A Senegalese court has issued the first conviction under a new law that further criminalizes consensual same-sex sexual relations.

The Associated Press notes the court in Pikine-Guédiawaye, a suburb of Dakar, the Senegalese capital, on April 10 convicted a 24-year-old man of committing “acts against nature and public indecency” and sentenced him to six years in prison.

Authorities arrested the man, who Senegalese media reports identified as Mbaye Diouf, earlier this month. The court also fined him 2 million CFA ($3,591.04).

Lawmakers in the African country on March 11 nearly unanimously passed the measure that increases the penalty for anyone convicted of engaging in consensual same-sex sexual relations from one to five years in prison to five to 10 years.
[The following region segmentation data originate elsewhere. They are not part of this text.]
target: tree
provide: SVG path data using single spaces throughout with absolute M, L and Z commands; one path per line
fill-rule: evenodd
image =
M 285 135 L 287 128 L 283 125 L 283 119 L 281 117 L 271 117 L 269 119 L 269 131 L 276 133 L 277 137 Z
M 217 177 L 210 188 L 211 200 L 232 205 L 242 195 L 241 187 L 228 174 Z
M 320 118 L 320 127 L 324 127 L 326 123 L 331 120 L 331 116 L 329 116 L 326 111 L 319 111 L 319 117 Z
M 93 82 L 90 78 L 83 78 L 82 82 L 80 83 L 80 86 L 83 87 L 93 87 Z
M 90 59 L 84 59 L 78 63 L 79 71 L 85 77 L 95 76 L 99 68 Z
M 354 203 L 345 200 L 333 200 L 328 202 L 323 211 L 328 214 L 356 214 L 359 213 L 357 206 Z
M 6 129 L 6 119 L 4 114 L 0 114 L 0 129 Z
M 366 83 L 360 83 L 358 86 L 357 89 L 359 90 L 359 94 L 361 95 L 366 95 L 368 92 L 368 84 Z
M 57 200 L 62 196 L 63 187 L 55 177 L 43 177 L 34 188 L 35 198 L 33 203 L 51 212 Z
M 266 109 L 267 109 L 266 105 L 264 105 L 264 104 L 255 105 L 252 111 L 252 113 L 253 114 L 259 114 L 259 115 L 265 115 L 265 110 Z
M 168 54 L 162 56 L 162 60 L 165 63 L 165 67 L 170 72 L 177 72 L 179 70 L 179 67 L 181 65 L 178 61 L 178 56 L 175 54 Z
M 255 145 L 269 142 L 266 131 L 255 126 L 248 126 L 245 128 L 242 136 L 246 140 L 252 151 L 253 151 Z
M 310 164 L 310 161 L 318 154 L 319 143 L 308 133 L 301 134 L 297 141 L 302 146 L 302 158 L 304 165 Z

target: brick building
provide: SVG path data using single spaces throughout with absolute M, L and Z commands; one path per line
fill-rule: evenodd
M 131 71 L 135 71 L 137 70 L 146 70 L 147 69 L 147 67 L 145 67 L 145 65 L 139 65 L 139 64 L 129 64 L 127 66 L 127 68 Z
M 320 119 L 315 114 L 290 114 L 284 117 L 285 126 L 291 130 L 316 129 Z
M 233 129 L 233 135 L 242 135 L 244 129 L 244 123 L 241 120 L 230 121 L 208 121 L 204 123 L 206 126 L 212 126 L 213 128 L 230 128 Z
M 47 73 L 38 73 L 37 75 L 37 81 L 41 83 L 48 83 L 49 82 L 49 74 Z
The bill that Prime Minister Ousmane Sonko introduced also prohibits the “promotion” or “financing” of homosexuality in Senegal.

MassResistance, an anti-LGBTQ group based in the U.S., reportedly worked with Senegalese groups to advance the bill that President Bassirou Diomaye Faye signed on March 31.

“This prison sentence is unlawful under international law,” said Human Rights Watch on Wednesday. “Senegal is bound by treaty obligations that protect every person’s right to dignity, privacy, and equality.”